What you've written down wouldn't mathematically represent a non-integer number of dimensions. If you want to learn about things with non-integer dimensions, read up on fractals.
The expansion of the universe results in a change in the spatial separation between two points: [tex]d = \sqrt{x(t+\Delta t)^2 + y(t+\Delta t)^2 + z(t+\Delta t)^2} > \sqrt{x(t)^2 + y(t)^2 + z(t)^2}[/tex] not the distance you've given.
Sorry.
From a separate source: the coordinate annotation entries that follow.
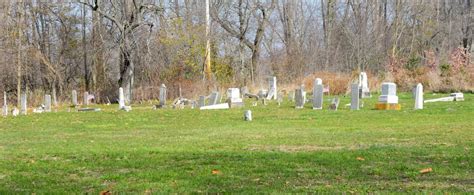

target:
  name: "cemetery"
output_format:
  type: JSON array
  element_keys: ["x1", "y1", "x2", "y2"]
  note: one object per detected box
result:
[
  {"x1": 0, "y1": 0, "x2": 474, "y2": 195},
  {"x1": 0, "y1": 74, "x2": 474, "y2": 193}
]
What I meant was (and this is slightly different than my earlier notation): [tex]d = \sqrt{ {\Delta x}^2 + {\Delta y}^2 + {\Delta z}^2 + \tau {\Delta w}^2} > \sqrt{{\Delta x}^2 + {\Delta y}^2 + {\Delta z}^2 + (\tau-h) {\Delta w}^2}[/tex] where [tex]0 \leq \tau \leq 1[/tex] This is intended to give the distance between two stationary points as a function of time, where the universe is expanding and the number of spatial dimensions n is [tex]3 < n < 4[/tex] or [tex] n = 3 + \tau[/tex] EDIT: and the dimensions are x, y, z, and w.
What you have written down are three spatial and one time dimension. Those equations do not represent a change in the number of dimensions.
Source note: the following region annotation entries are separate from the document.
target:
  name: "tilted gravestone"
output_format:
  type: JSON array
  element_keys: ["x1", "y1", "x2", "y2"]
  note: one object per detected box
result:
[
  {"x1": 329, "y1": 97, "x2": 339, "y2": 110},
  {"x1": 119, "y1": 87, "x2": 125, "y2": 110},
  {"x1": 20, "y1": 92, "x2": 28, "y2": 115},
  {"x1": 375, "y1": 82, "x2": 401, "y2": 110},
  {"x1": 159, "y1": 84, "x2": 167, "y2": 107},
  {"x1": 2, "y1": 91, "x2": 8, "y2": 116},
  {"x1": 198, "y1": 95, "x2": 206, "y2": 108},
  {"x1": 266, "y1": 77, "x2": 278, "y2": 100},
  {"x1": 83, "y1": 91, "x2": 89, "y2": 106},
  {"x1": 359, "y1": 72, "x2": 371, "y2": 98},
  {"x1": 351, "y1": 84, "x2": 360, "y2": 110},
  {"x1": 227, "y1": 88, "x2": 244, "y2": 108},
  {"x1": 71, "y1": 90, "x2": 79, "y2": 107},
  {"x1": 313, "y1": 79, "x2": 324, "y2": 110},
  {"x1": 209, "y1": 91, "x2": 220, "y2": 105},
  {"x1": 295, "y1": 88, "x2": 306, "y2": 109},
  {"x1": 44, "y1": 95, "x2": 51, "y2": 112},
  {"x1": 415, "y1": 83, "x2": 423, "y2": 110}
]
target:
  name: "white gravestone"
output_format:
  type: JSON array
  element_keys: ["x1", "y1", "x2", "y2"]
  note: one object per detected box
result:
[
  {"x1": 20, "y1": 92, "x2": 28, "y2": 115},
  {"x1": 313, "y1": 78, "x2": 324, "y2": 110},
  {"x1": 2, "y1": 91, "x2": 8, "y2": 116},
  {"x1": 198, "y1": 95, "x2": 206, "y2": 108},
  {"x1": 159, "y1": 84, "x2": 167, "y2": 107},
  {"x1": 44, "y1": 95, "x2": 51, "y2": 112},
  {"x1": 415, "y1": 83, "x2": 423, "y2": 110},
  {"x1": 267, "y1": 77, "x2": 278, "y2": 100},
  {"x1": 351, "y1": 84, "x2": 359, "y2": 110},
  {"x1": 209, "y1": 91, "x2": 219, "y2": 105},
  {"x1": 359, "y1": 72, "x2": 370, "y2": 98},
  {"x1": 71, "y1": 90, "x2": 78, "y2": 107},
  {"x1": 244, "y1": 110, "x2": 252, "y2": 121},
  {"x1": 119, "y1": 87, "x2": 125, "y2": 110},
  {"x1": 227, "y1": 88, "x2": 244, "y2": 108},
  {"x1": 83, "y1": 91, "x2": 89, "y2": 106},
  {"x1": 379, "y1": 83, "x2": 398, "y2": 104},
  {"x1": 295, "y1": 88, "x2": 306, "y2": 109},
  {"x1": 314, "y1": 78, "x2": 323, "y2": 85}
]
Fractal dimensions require that one redefine the term dimension. I'm trying to use a more classical definition.
I may have been editing my post when you wrote this. It is intended to [tex]3+\tau[/tex] spatial dimensions. When [tex]\tau = 1[/tex], there are then 4 spatial dimensions and every molecule and every atom in the universe is ripped apart.
But because there are a fractional number of spatial dimensions, there are [tex]3 +\tau[/tex] dimensions being projected on to three. Only when there are four full dimensions x, y, z, and w, will a point have four spatial coordinates.
Except your line element includes the w coordinate, and thus there are always four spatial coordinates in this scheme.
If you want non integer dimensions look at fractals. But I do not see what non integer dimensions have to do with time.